A few outstanding issues prevent the integration of the Unicode support into the Toolbox. In addition to the open issues, adding unit tests would be welcomed. A nightly/ci Jenkins build is available.
TLA+ has a great pretty-printer to TeX (tla2tex
), but HTML is becoming a de-facto document standard, especially for content shared online. HTML also has other advantages, such as the ability to automatically add hyperlinks from symbols to their definitions, and allow for collapsing and expanding proofs. The existing tla2tex
code already contains most of the necessary parsing and typesetting pre-processing (like alignment), and could serve as a basis for an HTML pretty-printer. A prototype already exists.
The TLA+ source code was written by multiple people over many years, so it has cosmetic problems that are distracting to new contributors. In general, we are not interested in cosmetic or stylistic improvements unless they also fix a concrete issue. Large refactors carry a big risk of introducing new defects, and we have rejected well-intentioned refactors in the past because they are too large or risky to review.
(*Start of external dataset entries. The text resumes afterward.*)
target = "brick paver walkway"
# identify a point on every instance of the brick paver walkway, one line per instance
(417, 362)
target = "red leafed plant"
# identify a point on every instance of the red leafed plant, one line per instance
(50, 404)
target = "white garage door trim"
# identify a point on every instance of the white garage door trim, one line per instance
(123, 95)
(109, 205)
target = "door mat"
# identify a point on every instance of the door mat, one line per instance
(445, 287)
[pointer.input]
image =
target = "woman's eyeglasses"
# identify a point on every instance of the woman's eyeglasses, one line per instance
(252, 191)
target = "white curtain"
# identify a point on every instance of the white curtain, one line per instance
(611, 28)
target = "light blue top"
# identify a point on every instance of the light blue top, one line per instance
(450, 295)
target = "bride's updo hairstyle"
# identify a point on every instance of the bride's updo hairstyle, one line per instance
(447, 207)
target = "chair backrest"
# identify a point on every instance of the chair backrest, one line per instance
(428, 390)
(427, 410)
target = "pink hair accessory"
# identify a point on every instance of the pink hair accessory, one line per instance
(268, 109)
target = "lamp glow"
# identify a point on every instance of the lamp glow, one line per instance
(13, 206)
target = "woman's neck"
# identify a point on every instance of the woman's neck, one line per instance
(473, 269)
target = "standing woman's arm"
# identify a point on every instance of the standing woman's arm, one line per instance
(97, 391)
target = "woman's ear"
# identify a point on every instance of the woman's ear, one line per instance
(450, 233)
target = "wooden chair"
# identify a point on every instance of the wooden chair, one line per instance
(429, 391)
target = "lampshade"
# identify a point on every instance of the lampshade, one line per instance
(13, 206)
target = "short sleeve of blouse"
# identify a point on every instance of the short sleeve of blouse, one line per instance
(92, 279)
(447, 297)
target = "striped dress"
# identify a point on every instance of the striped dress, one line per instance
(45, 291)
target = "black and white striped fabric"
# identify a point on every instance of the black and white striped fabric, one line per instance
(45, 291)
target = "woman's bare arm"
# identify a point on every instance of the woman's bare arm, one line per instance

However, we are happy to accept small, easy-to-review changes that incrementally improve the TLA+ toolbox and tools. Below are a few meaningful ways to improve TLA+’s documentation and code quality.
The TLA+ internal documentation for developers is limited. Improving this documentation would make it much easier for new contributors to get started.
While the TLA+ tools have good test coverage, we would much prefer them to have great test coverage. This is a low-risk activity that any developer can help with.
TLC cannot be easily used as a library in other projects because it makes extensive use of global mutable variables. This is not a problem for the normal use case; TLC has always been intended to run as an isolated process, not as a library. Using a separate process is a deliberate choice and a strength: the operating system provides isolation in case TLC runs out of memory and crashes. However, there would be real benefits to allowing TLC to be used as a library, e.g. reducing test suite execution time.
Fixing the existing uses of global variables must be undertaken carefully and incrementally. Previous efforts to do it have resulted in subtle soundness and completeness bugs.
The TLA+ tools have handwritten implementations of many now-standard collection classes, such as tla2sany.utilities.Vector
and tlc2.util.Vect
, which duplicate the functionality of java.util.ArrayList
. Replacing the handwritten ones with the standard types would have multiple benefits, including reducing our maintenance burden, reducing the size of the compiled tools JAR, and eliminating latent bugs. Note however that there are subtle differences between the handwritten implementations and the standard ones that must be accounted for.